Mais que veut le Père justement, et que désire-t-Il pour et de moi ? Je ne sais.
Il m’est arrivé de rencontrer à Troyes des personnes bienveillantes et engagées dans la réflexion spirituelle alors que j’étais jeté dans des difficultés matérielles considérables. Elles ont tenté de me persuader d’abandonner mes Cahiers Bleus, lesquels, pensaient-elles, m’éloignaient de ma vie de famille, premier de mes devoirs, moi qui ambitionnais de tout mener de front. Je ne les ai pas écoutées : est-ce que ce fut à tort ou à raison ? Je ne sais toujours pas, tant d’années plus tard.
La seule volonté du Père dont je sois assuré c’est la volonté qu’Il exprime au jour de la Transfiguration de son Fils, le Verbe éternel incarné : « Il est mon Fils, écoutez-le ! » Rien de plus mais rien de moins : l’écouter revient ici à Le suivre, accordant à ce qu’Il dit et commande une valeur suprême. Le suivre dans ses enseignements : « Quant à vous, ne vous faites pas donner le titre de Rabbi car vous n’avez qu’un seul enseignant et vous êtes tous frères. […] Ne vous faite pas non plus appeler maîtres, car vous n’avez qu’un seul Maître » (Matthieu XXIII, 8 et 10), citation sortie de l’évangile de ce jour ; Le suivre dans ce qu’il fait quand Il marche en vue de monter sur la croix de notre salut : « Si quelqu’un veut marcher à ma suite, qu’il se renonce lui-même, qu’il prenne chaque jour sa croix et Me suive… » (Luc, IX, 23).
J’ai cherché sur le champ un texte en vue d’être rassuré, car je commençais à me dire : « Arrête-toi, laisse tout tomber, abandonne tes actions en cours comme tes projets puisque tu ne peux ni dire oui ni dire non et pas plus bien entendu ’’peut-être’’. La page qui s’est alors ouverte comportait un texte de Gaudium et Spes, dont je cite cette phrase : « […] Le Christ nous avertit aussi que cette charité (‘’voie de l’amour’’, expression qui explicite peu avant ce mot de charité) doit, non seulement s’exercer dans des actions d’éclat, mais et avant tout dans le quotidien de la vie ». Je n’étais pas plus avancé : je n’accomplis pas d’actions d’éclat et dans la vie quotidienne je me découvre plutôt médiocre et assez nul au point de vue de l’efficacité.
Reste un autre enseignement du Christ : « Je ne vous appelle plus serviteurs, car le serviteur ignore ce que fait son maître ; je vous ai appelés amis, parce que tout ce que j’ai appris de mon Père, je vous l’ai fait connaître. […] Ce que je vous commande, c’est de vous aimer les uns les autres » (Luc, XV, 15 et 17).

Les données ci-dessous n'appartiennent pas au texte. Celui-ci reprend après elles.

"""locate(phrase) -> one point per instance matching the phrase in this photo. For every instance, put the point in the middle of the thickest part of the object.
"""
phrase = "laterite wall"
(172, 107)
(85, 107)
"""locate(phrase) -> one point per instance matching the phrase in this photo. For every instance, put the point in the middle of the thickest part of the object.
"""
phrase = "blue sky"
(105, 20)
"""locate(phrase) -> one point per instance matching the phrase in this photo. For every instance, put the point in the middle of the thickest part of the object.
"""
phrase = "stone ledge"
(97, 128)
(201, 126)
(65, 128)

Sans oublier cette phrase décisive et qui oblige – de cœur, d’esprit, d’âme et de corps – au témoignage quotidien : « Je vous le dis, celui qui Me reconnaitra devant les hommes, le Fils de l’Homme à son tour se déclarera pour lui devant les anges de Dieu ; mais celui qui me reniera devant les Hommes sera renié à la face des anges de Dieu » (Luc, XII, 8)…

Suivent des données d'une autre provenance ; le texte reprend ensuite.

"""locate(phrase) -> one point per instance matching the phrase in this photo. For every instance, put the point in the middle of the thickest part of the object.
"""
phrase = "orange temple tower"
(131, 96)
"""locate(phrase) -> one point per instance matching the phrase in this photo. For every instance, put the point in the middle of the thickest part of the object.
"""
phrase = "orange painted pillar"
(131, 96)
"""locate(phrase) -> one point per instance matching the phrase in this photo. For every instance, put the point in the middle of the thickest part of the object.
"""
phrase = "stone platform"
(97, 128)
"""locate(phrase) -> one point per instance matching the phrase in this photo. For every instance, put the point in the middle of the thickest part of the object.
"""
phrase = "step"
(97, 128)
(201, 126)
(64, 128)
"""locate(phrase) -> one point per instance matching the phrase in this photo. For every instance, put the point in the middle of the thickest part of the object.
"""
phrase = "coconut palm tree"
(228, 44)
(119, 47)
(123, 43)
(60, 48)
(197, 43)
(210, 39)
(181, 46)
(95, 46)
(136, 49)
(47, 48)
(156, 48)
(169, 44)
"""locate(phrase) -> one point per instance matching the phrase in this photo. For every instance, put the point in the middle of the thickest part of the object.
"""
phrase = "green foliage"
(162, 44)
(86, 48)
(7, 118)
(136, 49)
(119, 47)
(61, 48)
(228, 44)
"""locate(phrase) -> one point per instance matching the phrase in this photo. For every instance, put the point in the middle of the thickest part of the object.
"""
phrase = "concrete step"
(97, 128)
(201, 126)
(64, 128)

J’en conclus que chacun doit agir en fonction de celui qu’il est, de ce qu’il sait faire, de ce qu’il ressent au plus profond de lui sans se trouver en opposition avec l’enseignement du Christ ni avec ce qu’il fait. L’on peut douter de soi, on ne le peut pas du Christ : cela seul doit servir de règle ou guide. En toutes nos actions le témoignage requis ne saurait être absent. Le reçoit qui veut, le rejette qui veut. Chacun des amis du Christ doit suivre ce qui est la volonté la plus affirmée du Père – reconnaître son Unique en L’écoutant, c’est-à-dire en se gardant de Lui désobéir – sans s’intéresser aux succès qu’il remporte ou aux échecs qu’il essuie.

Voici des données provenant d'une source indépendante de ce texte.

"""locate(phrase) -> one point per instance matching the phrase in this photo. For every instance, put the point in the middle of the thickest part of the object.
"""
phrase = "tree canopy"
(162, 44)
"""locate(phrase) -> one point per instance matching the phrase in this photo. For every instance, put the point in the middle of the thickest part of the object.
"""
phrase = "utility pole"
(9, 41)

Quant aux moyens il faut laisser l’Esprit Saint guider chacun à sa façon, même si l’on s’avance à travers la forêt des hésitations, des doutes, des aveuglements, des questions apparemment sans réponse. La confiance fermement orientée vers le Père et le Fils, non vers soi-même, ce qui serait la plus effrayante façon de fermer la porte à l’Esprit commun du Père et du Fils…
Dominique Daguet
Pour aller plus loin :
- La paternité-maternité spirituelle en vie monastique est-elle menacée en Occident ?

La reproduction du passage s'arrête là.